The larger the diameter of your router bit, the slower, lower rpm, it should spin. See chart in pic.


----------



## twmv86 (Oct 14, 2018)

looks like this from the 50s. possibly a Model H13B 8B. good luck finding the rpm. you can only slow it down for larger bits if its variable speed. let your neighbor try it first. thats all i got.


https://www.ebay.com/itm/Vintage-Stanley-Electric-Router-Model-H13B-8B-Runs/323762717043?epid=1650604536&hash=item4b61c30173:g:yocAAOSw-YtbsCjC


https://www.ebay.com/itm/Booklet-For-The-Router-What-It-Does-And-Do-By-Stanley-Tools-1953/192359689168?hash=item2cc987ebd0:g:nfMAAOSwLyVZ3Vv0


----------



## Herb Stoops (Aug 28, 2012)

It looks like the same as this router motor in an over head router. The cord seems to be mounter the same. It doesn't say the rpms, but they were around 15,000 rpms.
The ring around the body,and the dome are very similar to yours too.

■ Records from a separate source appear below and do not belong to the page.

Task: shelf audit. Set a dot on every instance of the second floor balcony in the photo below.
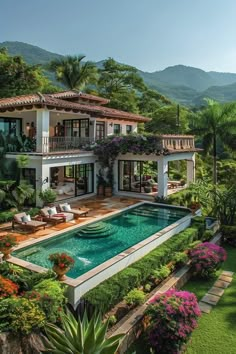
(58, 144)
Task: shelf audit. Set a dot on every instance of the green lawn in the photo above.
(216, 333)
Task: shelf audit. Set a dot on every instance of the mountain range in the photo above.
(183, 84)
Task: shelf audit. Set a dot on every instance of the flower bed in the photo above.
(170, 319)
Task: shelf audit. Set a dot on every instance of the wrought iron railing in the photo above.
(64, 143)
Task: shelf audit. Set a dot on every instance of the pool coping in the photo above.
(74, 282)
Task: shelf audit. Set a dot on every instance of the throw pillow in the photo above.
(52, 211)
(26, 218)
(67, 207)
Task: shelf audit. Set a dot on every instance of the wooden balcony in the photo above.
(62, 143)
(178, 142)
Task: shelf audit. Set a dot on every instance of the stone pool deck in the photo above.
(98, 206)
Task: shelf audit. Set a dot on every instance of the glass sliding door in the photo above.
(100, 130)
(76, 128)
(84, 178)
(130, 175)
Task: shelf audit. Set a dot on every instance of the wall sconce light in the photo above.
(45, 180)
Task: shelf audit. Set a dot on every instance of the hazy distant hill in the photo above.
(183, 84)
(31, 53)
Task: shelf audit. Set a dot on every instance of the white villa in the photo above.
(56, 129)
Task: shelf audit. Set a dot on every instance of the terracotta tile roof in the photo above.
(47, 100)
(74, 94)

Photo Index - Stanley Works, Stanley Electric Tools - OR5S BENCH MOUNT | VintageMachinery.org

Herb


----------



## Nickp (Dec 4, 2012)

It probably doesn't have the power to drive a huge bit, for example, panel bits anyway. You're likely to use bits up to an 1", maybe a bit bigger handheld or in a table so whatever its speed it's going to be less than the max of the bit.

If you're planning on spinning something like a panel cutter then this is not the router for it.

If you plan on using it for edge profiling (ogee, roundover, slot cutter, etc) it should be okay.

Make sure of other things like runout, bearing problems, shaft wear, etc... to make sure you minimize vibrations.

Also check brushes and commutator as dirty brushes may cause varying speeds which would not be good.

Good luck with it...


----------



## Nickp (Dec 4, 2012)

Deleted text...placed in wrong thread...sorry


----------



## ger21 (Feb 10, 2019)

https://www.amazon.com/Digital-Photo-Laser-Tachometer-Contact/dp/B001N4QY66


----------



## Herb Stoops (Aug 28, 2012)

Nickp said:


> Deleted text...placed in wrong thread...sorry


I agree with everything that Nick said, Do not try to use large bits in this router. In the time period these were used, they did all the larger profiles with a shaper. Routers were designed at first to routing small profiles by a hand held machine. They are under rated compared to modern routers, and will not hold up to the large bits produced today.

Herb


----------



## jayhawkins (Apr 8, 2019)

Hey thanks guys. These are some good thoughts. I was thinking it might be a M1-a, R5A or R5B, maybe a R518. And with the grey-green paint, it might be from the 60s. 

A couple guys at a wood-working store suggested that it might be running at 18,000 rpm (or possibly higher). Only the R518 moves slow enough to be OK. 

Regardless, I'm not comfortable putting a 2-1/4" bit in this old router. It is for slot cutting some flooring. Great tips on the bearings, shaft wear and vibrations.


----------